Memberi daya hidup (uriping sagung dumadi), adil memberikan sinar dan panasnya tanpa niat membakar, mengeringkan (soroting Hyang Surya nora daya-daya garing).
Tindakannya mengarahkan, tangguh tanpa putus asa mendampingi siapapun dengan, pamrihe lamun sarwa sareh nora rekasa denira misesa, artinya apapun dapat dicapai bila berlandaskan iman, harapan dan kasih. Keutamaan tugas Matahari memberikan kebahagiaan dan kesejahteraan umat manusia (sagung dumadi).
Contoh :
Awan = Mega =Mendhung, hambeging Hima, menyelami sifat Mega. Hambeging hima sifat awan.

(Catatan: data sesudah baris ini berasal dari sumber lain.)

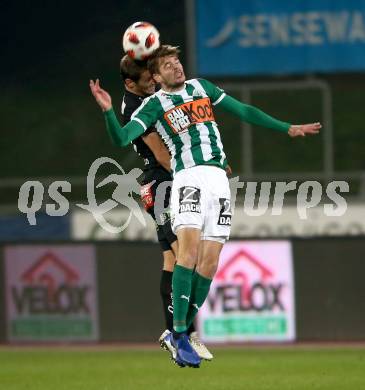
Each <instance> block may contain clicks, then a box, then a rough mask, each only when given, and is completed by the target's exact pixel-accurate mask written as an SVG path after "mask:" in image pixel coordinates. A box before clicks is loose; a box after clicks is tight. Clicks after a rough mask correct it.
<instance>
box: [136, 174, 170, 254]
mask: <svg viewBox="0 0 365 390" xmlns="http://www.w3.org/2000/svg"><path fill="white" fill-rule="evenodd" d="M163 182H170V184H169V186H168V187H167V188H166V192H165V197H164V199H163V200H162V201H163V205H164V207H165V208H166V209H168V210H169V205H170V195H171V184H172V178H171V175H170V174H169V173H168V172H167V171H166V170H165V169H163V168H155V169H149V170H148V171H145V172H144V173H143V179H142V183H141V200H142V203H143V207H144V208H145V210H146V211H147V212H148V214H150V215H151V217H152V218H153V220H154V221H155V225H156V232H157V238H158V242H159V243H160V245H161V248H162V251H167V250H171V244H172V243H174V242H175V241H176V240H177V237H176V236H175V234H174V233H173V232H172V228H171V221H170V212H169V211H168V212H166V211H165V212H163V213H161V214H160V215H155V207H154V206H155V203H156V190H157V187H158V186H159V185H160V184H161V183H163Z"/></svg>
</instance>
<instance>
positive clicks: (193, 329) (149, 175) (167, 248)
mask: <svg viewBox="0 0 365 390" xmlns="http://www.w3.org/2000/svg"><path fill="white" fill-rule="evenodd" d="M120 72H121V76H122V79H123V81H124V86H125V93H124V97H123V103H122V109H121V112H122V115H123V124H126V123H127V122H129V121H130V118H131V115H132V114H133V112H134V111H135V110H136V109H137V108H138V107H139V106H140V105H141V103H142V101H143V99H144V97H146V96H149V95H152V94H153V93H154V92H155V83H154V81H153V79H152V77H151V75H150V73H149V71H148V70H147V67H146V63H144V62H141V61H138V62H137V61H134V60H132V59H131V58H130V57H129V56H127V55H126V56H124V57H123V58H122V60H121V62H120ZM133 146H134V149H135V151H136V152H137V153H138V154H139V155H140V156H141V157H142V158H143V161H144V168H143V177H142V182H141V185H142V186H141V198H142V202H143V205H144V208H145V210H146V211H147V212H148V213H149V214H150V215H151V216H152V218H153V219H154V221H155V224H156V230H157V237H158V241H159V243H160V245H161V249H162V254H163V268H162V274H161V281H160V294H161V298H162V302H163V310H164V314H165V321H166V328H167V330H166V331H165V332H164V333H163V334H162V335H161V337H160V340H163V338H164V337H165V336H166V332H171V331H172V329H173V316H172V311H173V305H172V294H171V293H172V286H171V285H172V271H173V269H174V265H175V262H176V258H175V254H176V253H177V247H178V243H177V237H176V236H175V234H174V233H173V232H172V229H171V223H170V216H169V215H168V214H166V213H165V214H164V215H161V216H158V215H155V213H154V207H153V206H154V203H155V197H156V189H157V187H158V185H159V184H160V183H163V182H166V181H168V182H171V181H172V176H171V174H170V154H169V152H168V150H167V148H166V146H165V144H164V143H163V141H162V139H161V137H160V136H159V134H158V133H157V131H156V130H155V129H154V128H150V129H148V130H147V131H146V132H145V133H144V134H143V135H142V136H140V137H139V138H137V139H135V140H134V141H133ZM151 183H153V184H151ZM170 189H171V187H169V188H168V191H166V196H165V199H164V202H165V205H164V206H165V208H168V206H169V200H170V199H169V198H170ZM158 219H160V221H161V220H162V221H163V224H161V222H160V224H159V223H157V221H156V220H158ZM188 334H190V343H191V345H192V346H193V347H194V349H195V350H196V352H197V353H198V354H199V356H200V357H201V358H202V359H206V360H211V359H212V358H213V356H212V354H211V353H210V352H209V351H208V349H207V348H206V347H205V346H204V344H202V343H201V341H200V340H199V338H198V335H197V333H196V332H195V329H194V325H192V326H191V327H190V328H189V330H188ZM165 347H167V348H169V347H170V346H166V345H165ZM170 352H172V351H171V350H170Z"/></svg>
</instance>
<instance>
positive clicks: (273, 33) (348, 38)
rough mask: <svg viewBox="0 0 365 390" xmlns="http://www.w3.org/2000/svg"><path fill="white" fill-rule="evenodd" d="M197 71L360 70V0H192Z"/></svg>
mask: <svg viewBox="0 0 365 390" xmlns="http://www.w3.org/2000/svg"><path fill="white" fill-rule="evenodd" d="M195 22H196V51H197V53H196V55H197V71H198V73H199V75H215V76H223V75H225V76H227V75H237V76H238V75H257V74H290V73H292V74H295V73H310V72H337V71H361V70H365V0H280V1H275V0H229V1H226V0H196V20H195Z"/></svg>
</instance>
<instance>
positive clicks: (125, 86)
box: [120, 55, 155, 96]
mask: <svg viewBox="0 0 365 390" xmlns="http://www.w3.org/2000/svg"><path fill="white" fill-rule="evenodd" d="M120 74H121V76H122V78H123V80H124V85H125V87H126V89H127V90H128V91H130V92H132V93H135V94H136V95H140V96H147V95H152V94H153V93H155V82H154V80H153V78H152V76H151V73H150V72H149V70H148V69H147V64H146V62H143V61H135V60H133V59H132V58H130V57H129V56H128V55H125V56H124V57H123V58H122V59H121V61H120Z"/></svg>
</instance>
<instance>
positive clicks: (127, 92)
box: [121, 90, 161, 170]
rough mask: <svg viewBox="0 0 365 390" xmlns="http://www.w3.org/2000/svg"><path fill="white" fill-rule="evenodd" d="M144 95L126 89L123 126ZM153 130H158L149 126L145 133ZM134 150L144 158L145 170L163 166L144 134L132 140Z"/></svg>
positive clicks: (139, 103) (151, 131) (123, 103)
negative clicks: (134, 139) (141, 94)
mask: <svg viewBox="0 0 365 390" xmlns="http://www.w3.org/2000/svg"><path fill="white" fill-rule="evenodd" d="M143 99H144V98H143V97H142V96H138V95H135V94H134V93H132V92H129V91H127V90H126V91H125V93H124V96H123V103H122V110H121V111H122V116H123V121H122V122H123V126H124V125H125V124H127V123H128V122H129V121H130V120H131V116H132V114H133V112H134V111H135V110H136V109H137V108H138V107H139V106H140V105H141V103H142V102H143ZM153 131H156V130H155V129H154V128H149V129H147V131H146V132H145V133H144V134H143V135H147V134H149V133H151V132H153ZM132 143H133V147H134V150H135V151H136V152H137V153H138V154H139V155H140V156H141V157H142V158H143V162H144V165H145V167H144V170H148V169H153V168H157V167H158V168H161V165H160V163H159V162H158V161H157V160H156V158H155V156H154V154H153V153H152V150H151V149H150V148H149V147H148V146H147V145H146V144H145V143H144V141H143V139H142V136H140V137H138V138H136V139H135V140H134V141H132Z"/></svg>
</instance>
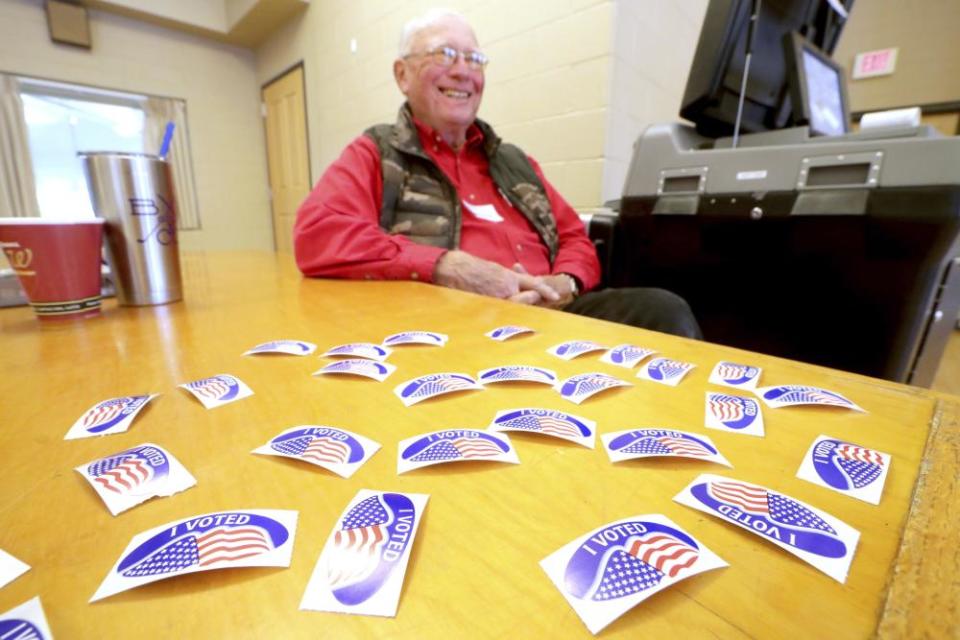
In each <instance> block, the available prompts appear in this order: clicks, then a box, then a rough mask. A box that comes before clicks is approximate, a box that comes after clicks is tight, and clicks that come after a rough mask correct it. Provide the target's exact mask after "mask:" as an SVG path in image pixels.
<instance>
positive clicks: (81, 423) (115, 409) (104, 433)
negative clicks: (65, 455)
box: [63, 393, 159, 440]
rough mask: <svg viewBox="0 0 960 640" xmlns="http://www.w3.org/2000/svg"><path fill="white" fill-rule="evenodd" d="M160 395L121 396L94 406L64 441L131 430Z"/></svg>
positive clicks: (109, 434)
mask: <svg viewBox="0 0 960 640" xmlns="http://www.w3.org/2000/svg"><path fill="white" fill-rule="evenodd" d="M158 395H159V394H156V393H154V394H149V395H142V396H121V397H119V398H110V399H109V400H104V401H102V402H98V403H97V404H95V405H93V406H92V407H90V408H89V409H87V410H86V411H84V412H83V415H82V416H80V417H79V418H77V421H76V422H74V423H73V426H72V427H70V430H69V431H67V435H65V436H64V437H63V439H64V440H76V439H78V438H91V437H93V436H108V435H111V434H114V433H121V432H123V431H126V430H127V429H129V428H130V425H131V424H133V420H134V418H136V417H137V414H138V413H140V411H141V410H142V409H143V408H144V407H145V406H147V403H148V402H150V401H151V400H153V399H154V398H156V397H157V396H158Z"/></svg>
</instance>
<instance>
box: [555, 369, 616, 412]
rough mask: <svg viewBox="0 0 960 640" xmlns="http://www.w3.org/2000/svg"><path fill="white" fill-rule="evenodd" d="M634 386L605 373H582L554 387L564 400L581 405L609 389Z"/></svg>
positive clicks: (566, 379)
mask: <svg viewBox="0 0 960 640" xmlns="http://www.w3.org/2000/svg"><path fill="white" fill-rule="evenodd" d="M632 386H633V385H632V384H630V383H629V382H627V381H625V380H621V379H619V378H614V377H613V376H608V375H607V374H605V373H599V372H593V373H581V374H578V375H575V376H571V377H569V378H567V379H566V380H564V381H563V382H559V383H557V384H556V386H554V389H556V390H557V391H558V392H559V393H560V396H561V397H562V398H564V399H565V400H569V401H570V402H573V403H574V404H580V403H581V402H583V401H584V400H586V399H587V398H589V397H591V396H594V395H596V394H598V393H600V392H601V391H606V390H607V389H615V388H616V387H632Z"/></svg>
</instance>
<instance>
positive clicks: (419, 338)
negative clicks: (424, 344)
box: [383, 331, 448, 347]
mask: <svg viewBox="0 0 960 640" xmlns="http://www.w3.org/2000/svg"><path fill="white" fill-rule="evenodd" d="M447 340H448V337H447V335H446V334H443V333H435V332H433V331H401V332H400V333H394V334H393V335H389V336H387V337H386V338H384V339H383V344H384V345H386V346H388V347H395V346H398V345H402V344H428V345H433V346H435V347H442V346H444V345H445V344H447Z"/></svg>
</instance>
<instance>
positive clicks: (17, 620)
mask: <svg viewBox="0 0 960 640" xmlns="http://www.w3.org/2000/svg"><path fill="white" fill-rule="evenodd" d="M0 638H2V639H3V640H51V639H52V638H53V634H52V633H50V625H49V624H47V617H46V616H45V615H44V614H43V605H42V604H40V596H37V597H35V598H33V599H32V600H27V601H26V602H24V603H23V604H21V605H20V606H18V607H14V608H13V609H10V611H7V612H6V613H0Z"/></svg>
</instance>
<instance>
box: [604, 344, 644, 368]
mask: <svg viewBox="0 0 960 640" xmlns="http://www.w3.org/2000/svg"><path fill="white" fill-rule="evenodd" d="M655 353H656V350H654V349H647V348H646V347H638V346H636V345H634V344H618V345H617V346H615V347H613V348H612V349H609V350H608V351H607V352H606V353H604V354H603V355H602V356H601V357H600V362H606V363H608V364H613V365H616V366H618V367H623V368H624V369H632V368H633V367H634V366H636V364H637V363H638V362H640V361H642V360H644V359H646V358H648V357H650V356H652V355H653V354H655Z"/></svg>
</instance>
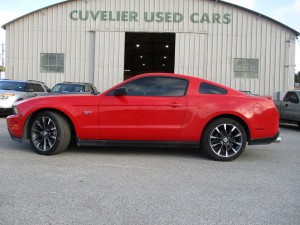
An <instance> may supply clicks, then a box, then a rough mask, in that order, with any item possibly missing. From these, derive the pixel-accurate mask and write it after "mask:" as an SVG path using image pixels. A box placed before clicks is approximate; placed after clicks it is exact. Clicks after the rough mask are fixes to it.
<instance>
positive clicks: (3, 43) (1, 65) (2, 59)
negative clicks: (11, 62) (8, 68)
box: [0, 43, 4, 79]
mask: <svg viewBox="0 0 300 225" xmlns="http://www.w3.org/2000/svg"><path fill="white" fill-rule="evenodd" d="M2 70H3V71H4V43H2V44H1V67H0V79H1V78H2V74H1V73H2Z"/></svg>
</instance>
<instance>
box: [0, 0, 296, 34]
mask: <svg viewBox="0 0 300 225" xmlns="http://www.w3.org/2000/svg"><path fill="white" fill-rule="evenodd" d="M71 1H74V0H65V1H62V2H58V3H55V4H53V5H49V6H46V7H43V8H40V9H37V10H34V11H32V12H29V13H26V14H24V15H23V16H20V17H18V18H16V19H14V20H12V21H10V22H7V23H5V24H3V25H2V26H1V28H2V29H4V30H6V26H7V25H9V24H11V23H13V22H15V21H17V20H20V19H22V18H24V17H26V16H28V15H30V14H33V13H35V12H39V11H42V10H44V9H48V8H50V7H53V6H56V5H60V4H64V3H67V2H71ZM211 1H214V2H216V3H222V4H224V5H229V6H232V7H235V8H239V9H243V10H245V11H248V12H250V13H253V14H255V15H257V16H258V17H262V18H265V19H267V20H270V21H272V22H274V23H276V24H278V25H280V26H282V27H285V28H286V29H288V30H290V31H292V32H293V33H295V35H296V36H300V32H299V31H297V30H295V29H293V28H291V27H289V26H287V25H285V24H283V23H281V22H279V21H277V20H275V19H272V18H271V17H268V16H266V15H264V14H261V13H259V12H256V11H254V10H251V9H247V8H245V7H242V6H239V5H235V4H233V3H230V2H225V1H222V0H211Z"/></svg>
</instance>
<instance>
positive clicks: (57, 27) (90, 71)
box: [6, 0, 295, 98]
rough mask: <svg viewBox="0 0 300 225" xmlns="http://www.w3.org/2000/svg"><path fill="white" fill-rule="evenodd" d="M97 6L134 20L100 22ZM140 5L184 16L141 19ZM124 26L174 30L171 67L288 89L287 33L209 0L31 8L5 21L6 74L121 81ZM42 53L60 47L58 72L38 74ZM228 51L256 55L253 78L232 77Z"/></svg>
mask: <svg viewBox="0 0 300 225" xmlns="http://www.w3.org/2000/svg"><path fill="white" fill-rule="evenodd" d="M73 10H78V11H82V13H83V14H84V16H85V13H86V12H88V13H89V14H88V18H87V19H86V20H84V19H83V20H81V19H80V18H77V20H76V19H75V20H72V19H71V18H70V13H71V12H72V11H73ZM98 11H108V12H109V11H112V12H113V13H114V14H116V13H117V12H118V11H132V12H135V13H137V14H138V17H137V20H138V21H105V19H104V20H103V19H101V15H97V12H98ZM91 12H92V13H93V16H92V14H91ZM145 12H146V13H148V15H149V13H151V12H171V13H180V14H182V15H183V20H182V21H180V22H157V21H153V22H147V21H145V19H144V13H145ZM193 13H199V18H198V20H200V17H201V15H203V13H207V15H208V16H209V21H206V22H202V23H201V22H195V23H193V22H191V19H190V16H191V15H192V14H193ZM216 13H218V14H219V15H221V16H223V15H225V14H226V13H228V14H230V15H231V17H230V23H228V24H226V23H220V24H219V23H218V22H216V21H215V22H214V21H213V16H214V15H215V14H216ZM76 16H77V17H78V15H77V14H76ZM93 17H94V18H93ZM221 20H222V19H221ZM125 32H173V33H176V50H175V51H176V53H175V60H176V61H175V71H176V72H178V73H185V74H190V75H195V76H199V77H203V78H206V79H210V80H213V81H216V82H220V83H222V84H225V85H228V86H230V87H233V88H236V89H245V90H246V89H247V90H250V91H252V92H255V93H258V94H268V95H272V96H273V97H275V98H276V97H277V96H278V92H279V91H283V90H288V89H292V88H293V82H292V81H293V73H294V71H293V70H294V67H293V66H289V65H294V64H295V40H294V39H293V40H292V44H291V46H290V44H289V40H290V39H291V38H292V36H293V35H294V32H293V31H292V30H289V29H287V28H286V27H284V26H280V25H279V24H277V23H274V22H273V21H271V20H268V19H267V18H265V17H263V16H259V15H258V14H255V13H251V12H249V11H247V10H243V9H241V8H238V7H233V6H230V5H227V4H223V3H220V2H218V1H214V0H112V1H111V0H74V1H68V2H63V3H60V4H57V5H54V6H51V7H48V8H45V9H42V10H38V11H36V12H33V13H31V14H28V15H26V16H24V17H22V18H21V19H19V20H16V21H13V22H11V23H9V24H7V25H6V33H7V38H6V77H8V78H12V79H35V80H42V81H44V82H46V83H47V84H48V85H49V86H50V87H51V86H53V85H54V84H55V83H57V82H61V81H82V82H94V83H95V85H96V86H97V87H98V88H99V90H101V91H103V90H104V89H106V88H108V87H110V86H111V85H113V84H116V83H118V82H119V81H122V80H123V70H124V68H123V66H124V42H125V40H124V39H125ZM289 49H290V51H289ZM289 52H290V62H289ZM41 53H64V54H65V71H64V73H41V72H40V68H39V66H40V62H39V60H40V54H41ZM234 58H251V59H259V75H258V78H257V79H242V78H235V77H234V73H233V59H234ZM288 81H290V82H289V83H288Z"/></svg>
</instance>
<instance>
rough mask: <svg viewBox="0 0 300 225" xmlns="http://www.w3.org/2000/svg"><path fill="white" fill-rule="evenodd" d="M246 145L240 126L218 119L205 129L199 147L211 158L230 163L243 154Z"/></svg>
mask: <svg viewBox="0 0 300 225" xmlns="http://www.w3.org/2000/svg"><path fill="white" fill-rule="evenodd" d="M246 143H247V136H246V132H245V130H244V128H243V127H242V126H241V124H239V123H238V122H237V121H235V120H233V119H229V118H219V119H216V120H214V121H212V122H211V123H209V124H208V126H207V127H206V128H205V130H204V133H203V137H202V141H201V146H202V149H203V150H204V151H205V152H206V153H207V154H208V155H209V156H210V157H211V158H213V159H215V160H217V161H231V160H234V159H236V158H238V157H239V156H240V155H241V154H242V153H243V151H244V150H245V147H246Z"/></svg>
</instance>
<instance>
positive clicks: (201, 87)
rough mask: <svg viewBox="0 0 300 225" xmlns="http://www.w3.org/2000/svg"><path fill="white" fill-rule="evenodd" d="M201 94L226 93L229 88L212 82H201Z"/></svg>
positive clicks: (219, 93)
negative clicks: (224, 87)
mask: <svg viewBox="0 0 300 225" xmlns="http://www.w3.org/2000/svg"><path fill="white" fill-rule="evenodd" d="M199 93H200V94H217V95H226V94H227V90H226V89H224V88H221V87H218V86H215V85H212V84H208V83H205V82H203V83H201V84H200V88H199Z"/></svg>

Awan yang telah menyebabkan terjadinya hujan. Hujan akan membasahi bumi dan menumbuhkan berbagai tanaman. Hujan akan memberikan kehi- dupan baru. Hal ini dapat diambil pelajaran bahwa seorang pemimpin harus memiliki kewibawaan dan tindak perilakunya harus dapat memberikan kesejahteraan bagi yang dipimpinnya. Kumpulan mega, awan sekilas menghalangi pancaran sinar matahari, di sisi lain memberi keteduhan bagi mereka yang kepanasan. Rasa teduh, sejuk, dibutuhkan setiap orang menghadapi ‘panas’ nya situasi. Meneladan sifat MEGA memberi kesejukan adalah sikap kepemimpinan HASTABRATA. ‘Adil Tumuruning Riris’, terkandung titik-titik air dalam MEGA sewaktu-waktu bisa turun hujan dengan adil dan merata, membuat subur tanah yang gersang. Sifat lain Mega adalah ‘Hanindakake Dana Wesi Asat’; dalam Mega terkandung ion positif dan negatif (Wesi Asat) artinya disaat tertentu benturan antar keduanya menimbulkan petir (guntur wasesa), suara guruh (geludug) peringatan bagi siapapun untuk tetap BECIK (antuk nugraha) jangan berbalik ALA; (bilih lamun ala antuk pidana).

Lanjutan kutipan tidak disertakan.